La Commune commença le 18 mars. Le 22, Louise réussissait à quitter Paris et gagnait Ourne avec sa mère et Godefroy. Le 27, Louise à Paul Albert : [...] nous avons cherché un refuge loin des spectacles déplaisants que les hommes donnent un peu partout dans notre pauvre France en ce moment, mais qui à Paris prenaient un caractère d'horreur fait pour affecter gravement la santé de ma mère ébranlée déjà par les épreuves du siège et le deuil1 qui a suivi ces épreuves […]. Aussi nous sommes nous décidés à partir pour Ourne, où nous sommes arrivés mercredi soir [le 22]. Quel port trouver en ce naufrage ! D'un côté une Chambre hostile à tout progrès, rétrograde même [...], de l'autre la ville qui seule a combattu courageusement l'ennemi, mais qui s'est abandonnée à des mains indignes et dont le triomphe serait le morcellement et finalement l’irrémédiable déchéance de ce qui reste de la nation française [...]. Dans cette contrée on parle sans amertume du Prussien, qui n'y a paru qu'après la signature de l'armistice [...]. Le patriotisme local s'est surtout manifesté par l'énormité des prix qu'on a fait payer à ces messieurs les objets nécessaires à la vie.

                         Il existe une rose "Louise Odier"


Blanche MOJON


Épouse de Godefroy Cavaignac, fils d'Eugène.
 Le 14 [décembre 1877], Blanche commentait la formation du ministère : Enfin nous tenons ce fameux cabinet. Nous sommes ravis. Freycinet en est [...]. Fallait-il mettre en branle tous les aboutissants, oui ou non ? Fallait-il écrire à M. de Beaumont d'en parler à M. Dufaure ? Godefroy a hésité : nous désirons tant la position [...] que si elle nous tombait du ciel ou de M. Dufaure nous les bénirions tous deux. Mais Godefroy a le pressentiment qu'une fois au ministère il sera entraîné très vraisemblablement dans une autre voie que celle de son métier [...]. Il tient à ses cinq ans si précieux. Faut-il risquer de les compromettre [...]. Après mûre réflexion Godefroy a lâché sa plume et a décidé de laisser faire.

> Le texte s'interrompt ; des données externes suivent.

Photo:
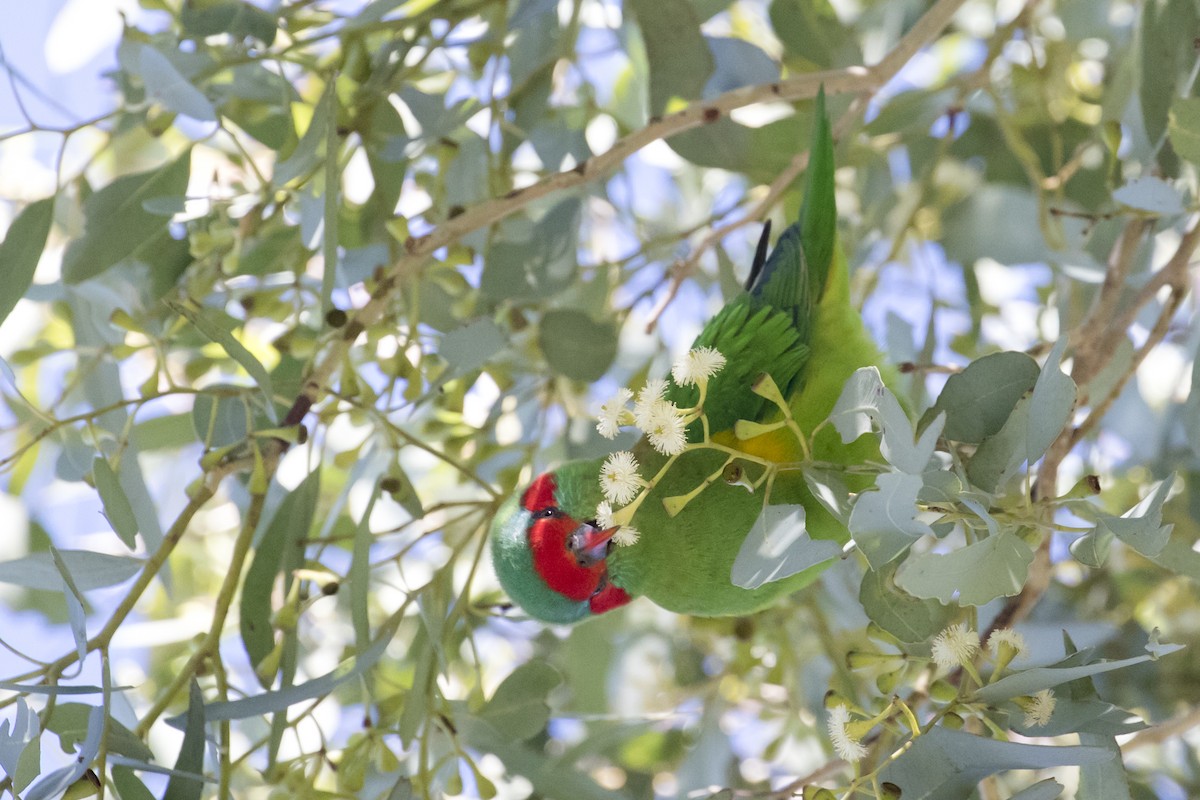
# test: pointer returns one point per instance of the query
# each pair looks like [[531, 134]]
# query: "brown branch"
[[684, 268], [835, 82]]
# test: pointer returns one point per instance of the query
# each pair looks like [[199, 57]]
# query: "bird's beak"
[[589, 545]]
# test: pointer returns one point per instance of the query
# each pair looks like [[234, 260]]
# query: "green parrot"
[[795, 323]]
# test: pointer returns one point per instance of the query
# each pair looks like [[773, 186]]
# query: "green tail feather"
[[793, 278]]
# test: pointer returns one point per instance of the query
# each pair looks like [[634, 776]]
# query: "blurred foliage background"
[[438, 234]]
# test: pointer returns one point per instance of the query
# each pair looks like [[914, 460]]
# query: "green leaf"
[[550, 777], [679, 59], [279, 552], [1141, 527], [71, 722], [1047, 789], [207, 322], [978, 400], [310, 151], [1050, 405], [117, 506], [1073, 715], [576, 346], [89, 570], [54, 783], [118, 223], [234, 17], [885, 523], [77, 617], [15, 741], [130, 786], [865, 400], [280, 701], [1150, 193], [519, 708], [1105, 780], [534, 263], [1030, 681], [37, 689], [21, 251], [166, 84], [359, 576], [907, 618], [469, 347], [221, 415], [973, 575], [999, 222], [1185, 127], [779, 546], [811, 32], [1164, 54], [191, 752], [947, 764]]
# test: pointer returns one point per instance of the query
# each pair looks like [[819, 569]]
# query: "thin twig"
[[419, 250]]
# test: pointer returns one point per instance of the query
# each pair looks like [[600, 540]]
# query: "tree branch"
[[805, 86]]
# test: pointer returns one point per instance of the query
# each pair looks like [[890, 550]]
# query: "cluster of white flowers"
[[621, 482], [664, 425], [955, 647], [847, 746], [1038, 709], [659, 419]]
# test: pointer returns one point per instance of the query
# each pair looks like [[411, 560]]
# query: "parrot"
[[795, 323]]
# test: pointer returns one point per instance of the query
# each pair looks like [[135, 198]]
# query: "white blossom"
[[619, 479], [604, 516], [627, 535], [665, 428], [649, 400], [697, 366], [611, 413], [847, 746], [955, 647], [1006, 636], [1039, 709]]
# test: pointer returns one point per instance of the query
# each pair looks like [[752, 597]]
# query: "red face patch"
[[553, 559]]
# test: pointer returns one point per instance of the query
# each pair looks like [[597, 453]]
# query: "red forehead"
[[540, 493]]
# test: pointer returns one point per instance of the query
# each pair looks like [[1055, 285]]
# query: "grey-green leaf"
[[118, 223], [1050, 405], [1141, 528], [885, 523], [947, 764], [207, 323], [276, 552], [1030, 681], [191, 752], [681, 60], [1047, 789], [907, 618], [167, 85], [469, 347], [864, 401], [973, 575], [117, 506], [21, 251], [279, 701], [519, 707], [978, 400], [779, 546], [1151, 194], [89, 570], [576, 346]]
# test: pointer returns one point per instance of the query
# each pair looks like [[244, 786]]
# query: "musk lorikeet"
[[793, 323]]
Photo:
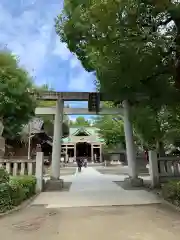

 1883. G. me fait remarquer que je conduis Eugène à la messe le dimanche, que l’enfant grandit, que j’engage l’avenir et qu’il désire pourtant que son fils ne soit pas instruit dans la religion catholique. Je réponds que j’ai résolu de faire tout au monde pour que mon fils reçoive cette instruction religieuse ; que ma foi, après des incertitudes, est bien consolidée et que ce serait me porter un coup mortel que de ne pas me céder sur ce point. Comme concession G. me demande et exige 1° une seule année de catéchisme 2° que la première communion soit aussi la dernière. C’est un ordre, une condition sine qua non à son consentement à la première communion. J’ai la lâcheté de me soumettre après une scène violente, amère, horrible. Dès ce moment j’entre dans la voie mauvaise des scènes, des violences suivies de soumissions forcées. Je me mets constamment dans mon tort. J’oublie que “l’ire de l’homme n’opère pas la justice de Dieu”. Si j’avais plus et mieux aimé j’aurais triomphé. J’ai péché constamment contre la charité, contre la loi d’amour, de douceur, de bonté, de pardon, de patience.